Jacob Weightman via Phabricator via llvm-commits llvm-commits at lists.llvm.org
Thu May 6 13:27:55 PDT 2021


jweightman added inline comments.


================
Comment at: llvm/lib/Target/AMDGPU/AMDGPUPropagateAttributes.cpp:252
         CallBase *CI = dyn_cast<CallBase>(I);
-        if (!CI)
+        if (!CI || CI->getCalledFunction() != &F)
           continue;
----------------
arsenm wrote:
> madhur13490 wrote:
> > madhur13490 wrote:
> > > arsenm wrote:
> > > > jweightman wrote:
> > > > > arsenm wrote:
> > > > > > jweightman wrote:
> > > > > > > arsenm wrote:
> > > > > > > > What if the callee was a bitcast of the function? Can you add another testcase with a constexpr function pointer cast?
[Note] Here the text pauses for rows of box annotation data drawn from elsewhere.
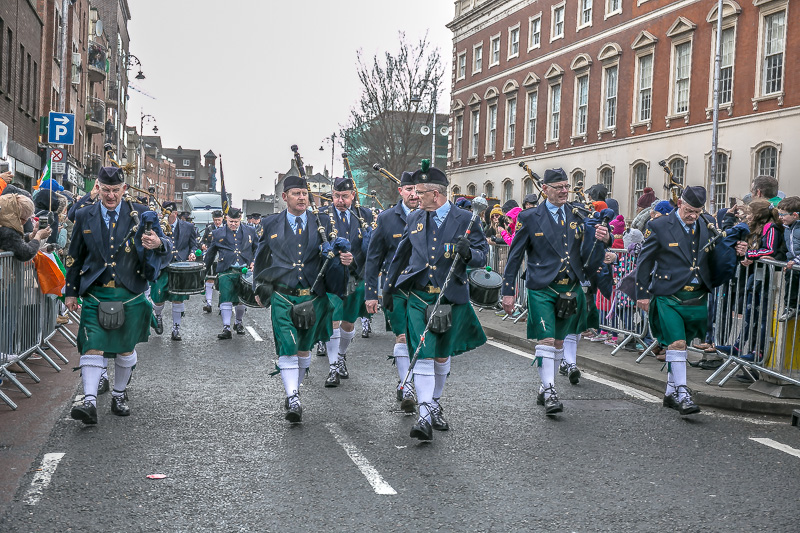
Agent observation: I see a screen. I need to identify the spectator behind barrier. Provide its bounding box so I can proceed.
[0,194,50,261]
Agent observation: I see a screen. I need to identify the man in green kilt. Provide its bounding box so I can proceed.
[318,178,372,387]
[383,160,489,440]
[203,207,258,339]
[502,168,611,415]
[636,186,716,415]
[253,176,352,423]
[150,202,198,341]
[64,167,172,424]
[364,172,419,413]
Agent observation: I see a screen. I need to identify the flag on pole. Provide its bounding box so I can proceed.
[219,154,230,215]
[33,158,51,191]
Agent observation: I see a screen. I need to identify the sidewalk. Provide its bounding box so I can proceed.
[477,309,800,417]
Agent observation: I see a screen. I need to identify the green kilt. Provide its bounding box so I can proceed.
[150,268,189,304]
[528,283,587,340]
[328,280,369,324]
[404,291,486,359]
[78,287,156,357]
[648,291,708,346]
[383,291,408,335]
[270,292,333,356]
[217,268,242,305]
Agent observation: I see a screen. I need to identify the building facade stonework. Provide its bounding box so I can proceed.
[448,0,800,216]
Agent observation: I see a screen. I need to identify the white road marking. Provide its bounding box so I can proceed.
[750,437,800,457]
[325,423,397,495]
[245,326,264,342]
[23,453,64,505]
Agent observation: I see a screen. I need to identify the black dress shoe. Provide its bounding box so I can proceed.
[431,402,450,431]
[97,376,111,394]
[325,367,339,387]
[69,400,97,425]
[408,418,433,440]
[111,391,131,416]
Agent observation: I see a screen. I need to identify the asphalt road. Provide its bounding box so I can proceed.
[0,296,800,533]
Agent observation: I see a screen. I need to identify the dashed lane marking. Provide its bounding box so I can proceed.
[245,326,264,342]
[750,437,800,457]
[325,423,397,495]
[23,453,64,505]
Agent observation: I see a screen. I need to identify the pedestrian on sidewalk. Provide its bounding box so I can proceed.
[502,168,611,415]
[383,160,489,440]
[364,172,422,413]
[64,167,172,424]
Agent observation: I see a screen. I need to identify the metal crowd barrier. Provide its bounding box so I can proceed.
[706,259,800,387]
[0,252,76,409]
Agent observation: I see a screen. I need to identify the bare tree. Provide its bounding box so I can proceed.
[340,32,444,205]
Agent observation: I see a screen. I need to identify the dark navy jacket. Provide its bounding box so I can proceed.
[325,205,372,280]
[384,204,489,304]
[364,200,406,300]
[203,224,258,274]
[502,202,606,296]
[636,209,716,300]
[64,200,172,296]
[253,209,345,294]
[171,219,199,264]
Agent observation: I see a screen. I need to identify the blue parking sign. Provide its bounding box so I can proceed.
[47,111,75,145]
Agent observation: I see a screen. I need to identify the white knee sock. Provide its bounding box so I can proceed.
[433,357,452,400]
[81,354,105,405]
[172,302,186,326]
[667,350,686,400]
[339,328,356,355]
[394,342,411,387]
[111,350,137,396]
[325,328,341,366]
[206,282,214,305]
[536,344,556,397]
[278,355,300,396]
[219,302,233,327]
[564,333,581,365]
[297,355,311,391]
[414,359,436,422]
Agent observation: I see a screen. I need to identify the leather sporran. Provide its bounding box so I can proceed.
[289,300,317,329]
[425,304,453,334]
[556,291,578,320]
[97,302,125,330]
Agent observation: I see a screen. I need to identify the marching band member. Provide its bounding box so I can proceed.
[383,160,489,440]
[203,207,258,339]
[150,202,198,341]
[364,168,419,413]
[502,168,611,415]
[64,167,172,424]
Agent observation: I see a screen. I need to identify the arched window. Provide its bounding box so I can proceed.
[753,146,778,178]
[503,180,514,203]
[522,178,533,196]
[633,163,647,203]
[600,167,614,196]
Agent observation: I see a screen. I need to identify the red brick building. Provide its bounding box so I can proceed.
[448,0,800,216]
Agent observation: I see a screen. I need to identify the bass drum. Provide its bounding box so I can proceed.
[469,270,503,307]
[238,271,270,307]
[167,261,206,296]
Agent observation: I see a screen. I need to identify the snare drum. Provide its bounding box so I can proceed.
[167,261,206,295]
[469,270,503,307]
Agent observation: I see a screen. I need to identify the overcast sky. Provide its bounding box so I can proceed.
[128,0,454,206]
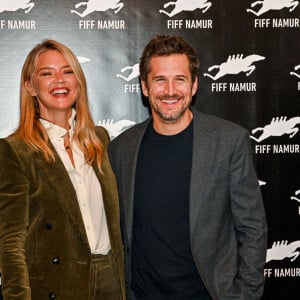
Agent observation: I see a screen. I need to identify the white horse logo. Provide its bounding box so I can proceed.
[98,119,136,139]
[0,0,34,14]
[250,117,300,143]
[203,54,265,80]
[159,0,211,18]
[71,0,124,18]
[117,63,140,82]
[290,65,300,78]
[77,56,91,64]
[266,241,300,262]
[246,0,299,16]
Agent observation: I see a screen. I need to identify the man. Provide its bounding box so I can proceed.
[110,36,267,300]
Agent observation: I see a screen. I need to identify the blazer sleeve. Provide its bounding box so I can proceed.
[230,131,267,299]
[0,139,31,300]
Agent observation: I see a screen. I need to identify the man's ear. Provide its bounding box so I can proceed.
[25,80,36,97]
[141,80,149,97]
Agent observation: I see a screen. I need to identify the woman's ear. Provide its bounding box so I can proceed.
[25,80,36,97]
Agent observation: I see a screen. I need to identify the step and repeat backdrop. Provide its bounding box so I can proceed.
[0,0,300,300]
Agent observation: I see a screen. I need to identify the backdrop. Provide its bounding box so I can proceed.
[0,0,300,299]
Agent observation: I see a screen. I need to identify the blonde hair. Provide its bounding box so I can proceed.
[14,40,103,168]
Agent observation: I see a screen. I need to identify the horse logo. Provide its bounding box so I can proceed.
[266,241,300,262]
[203,54,265,80]
[159,0,212,18]
[250,117,300,143]
[0,0,34,14]
[246,0,299,16]
[98,119,136,139]
[117,63,140,82]
[290,65,300,78]
[71,0,124,18]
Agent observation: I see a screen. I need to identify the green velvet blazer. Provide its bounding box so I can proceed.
[0,127,125,300]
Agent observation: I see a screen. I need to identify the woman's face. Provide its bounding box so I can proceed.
[25,50,79,121]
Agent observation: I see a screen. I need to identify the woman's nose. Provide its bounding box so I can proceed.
[54,72,65,82]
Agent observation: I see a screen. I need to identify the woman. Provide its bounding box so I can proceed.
[0,40,125,300]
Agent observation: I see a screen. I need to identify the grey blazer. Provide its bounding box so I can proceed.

> > > > > > > I tried adding this to the LIT test:
> > > > > > > ```
> > > > > > >     %h_cast = bitcast i32* ()* @h to i8* ()*
> > > > > > >     %1 = call i8* %h_cast()
> > > > > > > ...
> > > > > > > define private i32* @h() #1 {
> > > > > > >     %1 = alloca i32
> > > > > > >     ret i32* %1
> > > > > > > }
> > > > > > > ```
> > > > > > > 
> > > > > > > and the pass does not propagate the attributes like one would probably want. However, this seems pretty orthogonal to the problem I was trying to fix (preventing the illegal callee change), because the "user" is an `llvm::BitCastInstr` so `CI` is always `nullptr` in that case. 
> > > > > > > 
> > > > > > > In order to handle bitcasts, I think we would need new logic to detect which bitcasted functions need to be replaced, a new data structure to track them in (similar to the existing `ToReplace`), and new logic to do that replacement — all of which would be on a separate logical branch from the existing code for handling call instructions! Unless you see an easier way, I think such a change is beyond the scope of what I was trying to do.
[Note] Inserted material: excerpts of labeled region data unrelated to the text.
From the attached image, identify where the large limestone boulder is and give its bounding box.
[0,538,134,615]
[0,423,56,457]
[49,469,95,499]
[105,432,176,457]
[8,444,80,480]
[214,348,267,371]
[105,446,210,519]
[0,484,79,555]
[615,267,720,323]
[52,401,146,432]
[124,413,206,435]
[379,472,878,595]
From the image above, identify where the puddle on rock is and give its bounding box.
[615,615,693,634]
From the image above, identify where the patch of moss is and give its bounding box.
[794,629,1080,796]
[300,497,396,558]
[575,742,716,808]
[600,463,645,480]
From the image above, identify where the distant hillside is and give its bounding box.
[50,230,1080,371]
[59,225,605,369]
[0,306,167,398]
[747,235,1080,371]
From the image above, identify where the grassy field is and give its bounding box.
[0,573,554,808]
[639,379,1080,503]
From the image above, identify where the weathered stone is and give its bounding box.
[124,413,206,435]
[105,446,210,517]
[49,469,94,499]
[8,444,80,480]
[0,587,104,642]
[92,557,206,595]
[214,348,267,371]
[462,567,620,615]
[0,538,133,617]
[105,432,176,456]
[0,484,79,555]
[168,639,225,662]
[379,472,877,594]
> > > > > > This example isn't a constant expression cast. If you run opt -S -instcombine on this, it should turn it into the constant expr cast form. In that case the user will still be CallInst, it's just CI->getCalledFunction() will be a constantexpr cast of the function. stripPointerCasts should get you the base function
> > > > > I see. I misunderstood your initial comment. This seems like a reasonable thing to try to support with this diff.
> > > > > 
> > > > > The instcombine pass seems to prefer to cast the argument/return value (I modified the test to try both) rather than the function pointer itself. Going back to the IR Language Reference, I saw the constant expression section (I'm still new at this...), so I tried this IR:
> > > > > ```
> > > > > %1 = alloca i8
> > > > > %2 = call i8* bitcast (i32* ()* @h to i8* ()*)()
> > > > > ```
> > > > > However, the Propagate Attributes pass doesn't produce a clone of `@h` in this situation. I see that the `dyn_cast<Instruction>(U)` fails because the user of `h` is just the constexpr bitcast:
> > > > > ```
> > > > > > U->dump()
> > > > > void (i8*)* bitcast (void (i32*)* @g to void (i8*)*)
> > > > > ```
> > > > > Sorry for the back and forth, but is there some way to find an enclosing `CallBase` if it exists? 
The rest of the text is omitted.